Ultrafast Electron Dynamics in Epitaxial Graphene Investigated with Time- and Angle-Resolved Photoemission Spectroscopy

TL;DR

This study uses ultrafast time- and angle-resolved photoemission spectroscopy to investigate electron dynamics in epitaxial graphene on different substrates, revealing substrate-dependent hot carrier behaviors and relaxation processes.

Contribution

It provides new insights into ultrafast electron interactions in graphene supported on semiconducting and metallic substrates, highlighting substrate effects on hot carrier dynamics.

Findings

Hot carrier dynamics are complex on semiconducting substrates, with increased electronic temperature and linewidth.

On metallic substrates, hot carrier dynamics are suppressed due to screening effects.

Electron relaxation channels can be disentangled through analysis of these ultrafast processes.

Abstract

In order to exploit the intriguing optical properties of graphene it is essential to gain a better understanding of the light-matter interaction in the material on ultrashort timescales.
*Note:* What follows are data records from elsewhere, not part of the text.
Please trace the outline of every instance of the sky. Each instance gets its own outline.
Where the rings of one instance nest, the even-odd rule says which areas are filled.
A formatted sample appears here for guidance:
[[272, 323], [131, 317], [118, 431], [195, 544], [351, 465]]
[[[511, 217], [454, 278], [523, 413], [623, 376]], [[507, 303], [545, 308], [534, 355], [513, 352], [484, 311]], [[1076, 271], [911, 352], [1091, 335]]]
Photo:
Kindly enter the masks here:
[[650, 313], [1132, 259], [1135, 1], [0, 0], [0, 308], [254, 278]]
Exciting the Dirac fermions with intense ultrafast laser pulses triggers a series of processes involving interactions between electrons, phonons and impurities. Here we study these interactions in epitaxial graphene supported on silicon carbide (semiconducting) and iridium (metallic) substrates using ultrafast time- and angle-resolved photoemission spectroscopy (TR-ARPES) based on high harmonic generation. For the semiconducting substrate we reveal a complex hot carrier dynamics that manifests itself in an elevated electronic temperature and an increase in linewidth of the $\pi$ band. By analyzing these effects we are able to disentangle electron relaxation channels in graphene. On the metal substrate this hot carrier dynamics is found to be severely perturbed by the presence of the metal, and we find that the electronic system is much harder to heat up than on the semiconductor due to screening of the laser field by the metal.